So, if I’m correct that the conservative era is kaput, what comes next? No one knows! But perhaps we can speculate about some of the candidates for successor. Here are four possibilities, moving from left to right:
1. A New Progressivism
Many liberals interpret the 2006 election to mean that a new age of activism is at hand. By itself, the Democratic victory in the midterms is hardly a mandate for an expanded government role. Even if the new majority could get major legislation through the Senate, Bush still has a veto pen. But if the trend continues—if Democrats recapture the White House and increase their legislative gains in 2008—they will get an opportunity they haven’t had since 1993. What would define a major progressive moment more than anything else would be passing national health-care reform. Beyond that, liberals would have to deal seriously with the negative side effects of globalization and new technology, including wage stagnation, income inequality, and the economic insecurity of the American middle class. The progressive impulse comes in a variety of flavors—populist, nationalist, isolationist, internationalist, even green. In the 2008 campaign, versions of it may be represented by, among others, John Edwards, Al Gore, and Barack Obama.
2. Clintonism Continued
Another possibility is that the conservative era yields not to its liberal antithesis, but to a Third Way synthesis. This would mean picking up where Clinton left off in terms of fiscal responsibility, governmental reform, and global cooperation and engagement. In such an era, the momentum would come not from an energized left but from a vital center. Neo-Clintonism would seek out compromise with moderate Republicans to put the federal fiscal house in order while pursuing health-care and other reforms in an incremental rather than a sweeping way. The natural leader of this movement would be, of course, Hillary Clinton.
3. The Muddled Middle
We could be headed for a period in which no clear political direction emerges—imagine the Gerald Ford/Jimmy Carter period, which connects two eras but doesn’t count as one itself. A muddled-middle interregnum would favor social, economic, and security moderates—Rockefeller Republicans, Southern Democrats, and idiosyncratic independents compromising on responsible, consensus policies. It would be a period of single terms, bipartisan commissions, and strange bedfellows. Politicians with this kind of crossover appeal include Colin Powell, Christine Todd Whitman, Rudy Giuliani, Michael Bloomberg, Arnold Schwarzenegger, and Joe Lieberman. Schwarzenegger can never be president because he was born in Austria. Lieberman can never be president for reasons too numerous to mention.
4. Bushism Without Bush
If any hope exists for a conservative restoration, the best shot is probably the Bush formula of tax-cutting and security toughness—without Bush’s excesses, errors and blatant religiosity. Such an era might be characterized by more-responsible Reaganomics, a refocused war on terror, and the continued march of conservative judicial activism. The person best positioned to lead this kind of movement is John McCain, a zealous political reformer and a secular security hawk. But McCain has some issues of his own.

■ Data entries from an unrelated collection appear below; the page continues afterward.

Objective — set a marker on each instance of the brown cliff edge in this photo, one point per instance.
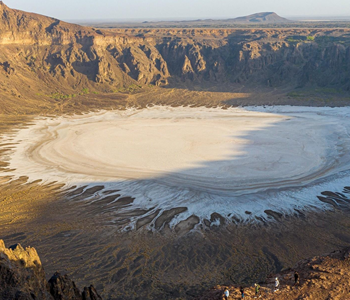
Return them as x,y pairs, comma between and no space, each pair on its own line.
22,277
321,278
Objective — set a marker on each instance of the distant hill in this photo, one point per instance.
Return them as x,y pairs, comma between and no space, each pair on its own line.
263,17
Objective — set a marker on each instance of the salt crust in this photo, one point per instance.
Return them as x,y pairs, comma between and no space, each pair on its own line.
207,159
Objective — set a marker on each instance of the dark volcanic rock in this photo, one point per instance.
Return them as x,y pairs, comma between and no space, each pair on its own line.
22,277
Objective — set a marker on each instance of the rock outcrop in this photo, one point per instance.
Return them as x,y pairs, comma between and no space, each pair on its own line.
320,277
41,56
22,277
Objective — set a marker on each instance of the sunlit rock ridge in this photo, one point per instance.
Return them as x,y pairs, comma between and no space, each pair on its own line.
42,56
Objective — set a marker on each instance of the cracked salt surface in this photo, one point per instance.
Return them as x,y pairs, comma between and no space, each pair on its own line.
209,160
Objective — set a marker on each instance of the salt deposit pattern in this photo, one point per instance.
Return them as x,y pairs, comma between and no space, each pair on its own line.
209,160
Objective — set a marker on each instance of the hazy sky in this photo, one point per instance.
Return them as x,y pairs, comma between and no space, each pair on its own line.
177,9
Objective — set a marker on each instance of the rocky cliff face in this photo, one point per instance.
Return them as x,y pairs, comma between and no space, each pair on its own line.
320,277
41,55
22,277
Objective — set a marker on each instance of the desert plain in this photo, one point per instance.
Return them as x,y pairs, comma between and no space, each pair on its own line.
157,163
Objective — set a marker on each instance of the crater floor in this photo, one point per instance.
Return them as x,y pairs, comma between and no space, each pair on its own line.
205,160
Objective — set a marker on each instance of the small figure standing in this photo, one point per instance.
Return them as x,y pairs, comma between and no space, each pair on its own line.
296,278
257,290
242,291
277,284
226,293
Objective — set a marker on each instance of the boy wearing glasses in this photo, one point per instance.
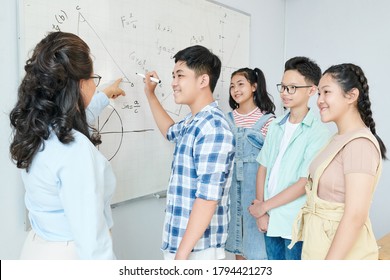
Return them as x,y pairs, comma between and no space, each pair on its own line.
291,143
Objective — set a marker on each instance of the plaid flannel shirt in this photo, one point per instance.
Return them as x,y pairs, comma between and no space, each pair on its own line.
201,168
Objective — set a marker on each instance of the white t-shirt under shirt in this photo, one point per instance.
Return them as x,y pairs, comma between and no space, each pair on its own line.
289,130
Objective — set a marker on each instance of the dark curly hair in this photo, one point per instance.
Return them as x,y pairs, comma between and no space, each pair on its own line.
261,97
49,97
350,76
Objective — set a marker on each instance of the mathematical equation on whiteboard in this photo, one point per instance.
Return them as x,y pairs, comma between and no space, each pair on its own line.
131,36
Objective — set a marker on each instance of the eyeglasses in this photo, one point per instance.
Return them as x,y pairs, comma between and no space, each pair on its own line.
96,79
291,89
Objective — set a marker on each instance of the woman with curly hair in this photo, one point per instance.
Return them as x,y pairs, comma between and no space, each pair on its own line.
68,182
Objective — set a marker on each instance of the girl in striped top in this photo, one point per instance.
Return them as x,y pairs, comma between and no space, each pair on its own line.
253,111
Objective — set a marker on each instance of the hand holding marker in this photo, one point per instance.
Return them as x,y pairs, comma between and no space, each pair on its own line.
153,79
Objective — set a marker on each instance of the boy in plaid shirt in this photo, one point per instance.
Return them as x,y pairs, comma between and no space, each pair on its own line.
196,218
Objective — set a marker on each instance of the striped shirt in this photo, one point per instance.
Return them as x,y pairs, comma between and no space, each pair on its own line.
248,120
201,168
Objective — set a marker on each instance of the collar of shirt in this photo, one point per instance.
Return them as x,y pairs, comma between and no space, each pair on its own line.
308,120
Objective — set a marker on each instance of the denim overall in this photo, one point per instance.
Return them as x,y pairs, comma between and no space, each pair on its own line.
244,238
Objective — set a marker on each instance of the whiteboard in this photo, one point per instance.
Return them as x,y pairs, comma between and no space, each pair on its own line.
129,36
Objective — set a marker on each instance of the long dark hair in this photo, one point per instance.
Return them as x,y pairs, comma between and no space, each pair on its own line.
49,96
261,97
350,76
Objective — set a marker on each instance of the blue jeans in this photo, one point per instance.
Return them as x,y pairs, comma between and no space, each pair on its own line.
277,249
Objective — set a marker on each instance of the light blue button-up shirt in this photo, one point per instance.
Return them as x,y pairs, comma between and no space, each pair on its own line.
309,137
68,192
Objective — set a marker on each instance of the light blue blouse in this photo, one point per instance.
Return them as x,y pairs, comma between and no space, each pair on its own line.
68,192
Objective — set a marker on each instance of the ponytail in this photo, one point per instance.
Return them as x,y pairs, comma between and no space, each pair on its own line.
261,97
351,76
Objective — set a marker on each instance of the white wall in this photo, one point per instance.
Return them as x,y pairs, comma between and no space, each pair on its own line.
138,223
356,31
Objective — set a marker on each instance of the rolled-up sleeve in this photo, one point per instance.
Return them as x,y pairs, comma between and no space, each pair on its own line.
213,157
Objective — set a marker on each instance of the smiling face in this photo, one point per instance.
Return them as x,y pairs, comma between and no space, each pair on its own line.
241,90
185,84
301,95
332,101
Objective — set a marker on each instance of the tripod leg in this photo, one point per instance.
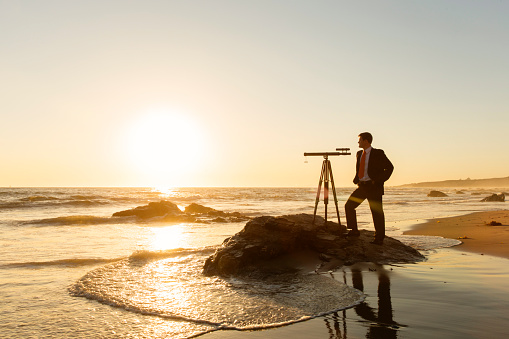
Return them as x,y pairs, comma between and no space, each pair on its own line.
334,192
318,192
326,164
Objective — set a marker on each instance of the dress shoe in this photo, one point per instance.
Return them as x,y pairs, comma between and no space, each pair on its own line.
353,233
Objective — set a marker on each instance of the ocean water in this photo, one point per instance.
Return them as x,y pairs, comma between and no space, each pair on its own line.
68,269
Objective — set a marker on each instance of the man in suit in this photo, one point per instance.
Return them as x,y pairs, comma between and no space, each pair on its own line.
373,168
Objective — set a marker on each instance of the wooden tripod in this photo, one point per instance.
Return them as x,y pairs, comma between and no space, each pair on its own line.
326,177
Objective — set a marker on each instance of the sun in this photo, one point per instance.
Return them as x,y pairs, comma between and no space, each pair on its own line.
165,147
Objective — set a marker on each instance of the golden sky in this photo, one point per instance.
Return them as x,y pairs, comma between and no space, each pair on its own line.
232,93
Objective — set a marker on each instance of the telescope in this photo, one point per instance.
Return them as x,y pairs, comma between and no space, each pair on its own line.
340,151
326,177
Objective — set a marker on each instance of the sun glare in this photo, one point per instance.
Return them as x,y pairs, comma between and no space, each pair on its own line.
168,237
165,146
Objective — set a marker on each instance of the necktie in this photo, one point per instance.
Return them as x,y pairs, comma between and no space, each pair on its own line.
362,164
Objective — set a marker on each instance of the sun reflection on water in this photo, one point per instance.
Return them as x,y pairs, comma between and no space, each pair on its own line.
169,237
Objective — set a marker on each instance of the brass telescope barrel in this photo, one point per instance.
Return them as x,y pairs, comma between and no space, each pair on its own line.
326,154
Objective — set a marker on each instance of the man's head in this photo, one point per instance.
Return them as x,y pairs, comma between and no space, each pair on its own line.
365,140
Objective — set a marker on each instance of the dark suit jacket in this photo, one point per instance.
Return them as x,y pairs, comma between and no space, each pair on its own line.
379,169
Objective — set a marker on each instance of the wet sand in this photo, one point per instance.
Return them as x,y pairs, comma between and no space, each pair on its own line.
474,230
453,294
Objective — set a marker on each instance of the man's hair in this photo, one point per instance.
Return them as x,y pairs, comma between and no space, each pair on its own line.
366,136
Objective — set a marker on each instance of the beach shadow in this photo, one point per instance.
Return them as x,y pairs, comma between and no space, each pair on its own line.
380,318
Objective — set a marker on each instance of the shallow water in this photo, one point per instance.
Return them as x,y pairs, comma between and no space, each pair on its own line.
68,269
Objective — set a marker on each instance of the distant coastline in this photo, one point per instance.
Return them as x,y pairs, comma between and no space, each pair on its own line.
493,182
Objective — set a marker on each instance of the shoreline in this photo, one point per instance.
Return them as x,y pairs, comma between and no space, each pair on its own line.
473,229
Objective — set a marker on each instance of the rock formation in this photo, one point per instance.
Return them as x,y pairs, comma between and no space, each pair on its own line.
271,245
495,198
437,194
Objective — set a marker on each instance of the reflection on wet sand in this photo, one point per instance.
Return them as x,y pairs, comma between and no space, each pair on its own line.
382,324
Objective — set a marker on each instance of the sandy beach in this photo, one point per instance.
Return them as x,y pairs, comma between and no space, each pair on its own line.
475,230
457,292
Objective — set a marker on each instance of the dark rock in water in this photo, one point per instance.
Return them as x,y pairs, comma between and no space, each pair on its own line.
437,194
495,198
153,209
292,242
168,211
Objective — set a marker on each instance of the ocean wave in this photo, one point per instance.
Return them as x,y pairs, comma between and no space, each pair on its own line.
174,287
73,262
77,220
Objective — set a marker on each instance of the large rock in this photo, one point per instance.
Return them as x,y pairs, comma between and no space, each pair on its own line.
436,194
495,198
293,242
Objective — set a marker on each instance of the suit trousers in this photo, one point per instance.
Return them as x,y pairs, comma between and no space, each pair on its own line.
374,196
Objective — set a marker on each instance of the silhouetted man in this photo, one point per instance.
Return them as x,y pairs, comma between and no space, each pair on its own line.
373,168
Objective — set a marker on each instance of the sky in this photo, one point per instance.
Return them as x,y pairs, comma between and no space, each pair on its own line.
232,93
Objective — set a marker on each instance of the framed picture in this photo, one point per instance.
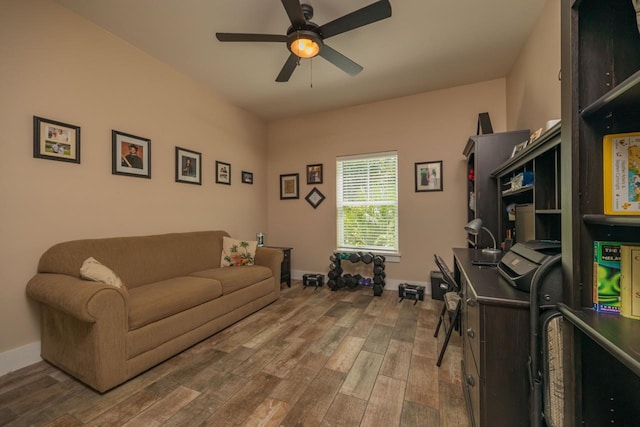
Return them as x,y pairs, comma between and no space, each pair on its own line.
56,140
518,148
534,135
130,155
223,173
315,197
289,186
314,174
188,166
428,176
247,177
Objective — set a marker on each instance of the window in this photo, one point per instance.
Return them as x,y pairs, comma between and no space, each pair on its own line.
367,202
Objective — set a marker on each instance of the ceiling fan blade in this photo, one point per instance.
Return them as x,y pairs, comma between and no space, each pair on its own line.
340,61
367,15
243,37
287,69
294,10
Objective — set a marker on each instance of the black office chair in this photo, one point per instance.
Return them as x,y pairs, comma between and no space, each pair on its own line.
451,307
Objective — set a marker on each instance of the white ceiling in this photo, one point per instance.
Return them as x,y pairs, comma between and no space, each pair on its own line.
425,45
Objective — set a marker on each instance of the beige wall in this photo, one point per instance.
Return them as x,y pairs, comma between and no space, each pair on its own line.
533,88
425,127
59,66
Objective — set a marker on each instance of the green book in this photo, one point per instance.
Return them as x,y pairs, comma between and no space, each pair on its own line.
606,276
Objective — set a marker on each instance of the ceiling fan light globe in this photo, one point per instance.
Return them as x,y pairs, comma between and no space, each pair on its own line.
304,44
305,48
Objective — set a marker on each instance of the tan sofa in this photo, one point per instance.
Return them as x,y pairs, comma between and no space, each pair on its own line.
177,295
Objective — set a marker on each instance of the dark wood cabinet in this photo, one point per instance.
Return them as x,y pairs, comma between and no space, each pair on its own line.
600,96
538,199
495,328
484,153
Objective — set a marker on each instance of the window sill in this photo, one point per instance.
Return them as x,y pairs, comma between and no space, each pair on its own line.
389,257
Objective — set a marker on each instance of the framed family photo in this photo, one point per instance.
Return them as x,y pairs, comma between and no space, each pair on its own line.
314,174
289,186
130,155
54,140
518,148
428,176
247,177
223,173
314,198
188,166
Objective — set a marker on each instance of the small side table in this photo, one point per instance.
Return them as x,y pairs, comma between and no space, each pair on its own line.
285,267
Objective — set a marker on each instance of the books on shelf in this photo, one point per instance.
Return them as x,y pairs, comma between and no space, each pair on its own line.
621,173
630,281
606,275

An unexpected rupture—bird flu, a nuclear attack, an economic crisis—could change all these calculations. Few in 1928 could have predicted the Depression and New Deal that were just ahead. Few in 1962 could have seen the Vietnam War and a conflict of generations coming. A fifth, very likely possibility is that we’re headed for something else entirely, and that it’s behind a corner no one can see around.